Engaging with Researchers and Raising Awareness of FAIR and Open Science
through the FAIR+ Implementation Survey Tool (FAIRIST)
- URL: http://arxiv.org/abs/2301.10236v1
- Date: Tue, 17 Jan 2023 22:38:30 GMT
- Title: Engaging with Researchers and Raising Awareness of FAIR and Open Science
through the FAIR+ Implementation Survey Tool (FAIRIST)
- Authors: Christine R. Kirkpatrick, Kevin L. Coakley, Julie Christopher, Ines
Dutra
- Abstract summary: Six years after the seminal paper on FAIR was published, researchers still struggle to understand how to implement FAIR.
The FAIR+ Implementation Survey Tool (FAIRIST) mitigates the problem by integrating research requirements with research proposals in a systematic way.
- Score: 0.0
- License: http://creativecommons.org/licenses/by-sa/4.0/
- Abstract: Six years after the seminal paper on FAIR was published, researchers still
struggle to understand how to implement FAIR. For many researchers FAIR
promises long-term benefits for near-term effort, requires skills not yet
acquired, and is one more thing in a long list of unfunded mandates and onerous
requirements on scientists. Even for those required to or who are convinced
they must make time for FAIR research practices, the preference is for
just-in-time advice properly sized to the scientific artifacts and process.

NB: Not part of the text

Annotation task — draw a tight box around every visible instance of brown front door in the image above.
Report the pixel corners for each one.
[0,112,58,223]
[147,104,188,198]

Because of the generality of most FAIR implementation guidance, it is difficult
for a researcher to adjust the advice to their situation. Technological
advances, especially in the area of artificial intelligence (AI) and machine
learning (ML), complicate FAIR adoption as researchers and data stewards ponder
how to make software, workflows, and models FAIR and reproducible. The FAIR+
Implementation Survey Tool (FAIRIST) mitigates the problem by integrating
research requirements with research proposals in a systematic way. FAIRIST
factors in new scholarly outputs such as nanopublications and notebooks, and
the various research artifacts related to AI research (data, models, workflows,
and benchmarks). Researchers step through a self-serve survey process and
receive a table ready for use in their DMP and/or work plan while gaining
awareness of the FAIR Principles and Open Science concepts. FAIRIST is a model
that uses part of the proposal process as a way to do outreach, raise awareness
of FAIR dimensions and considerations, while providing just-in-time assistance
for competitive proposals.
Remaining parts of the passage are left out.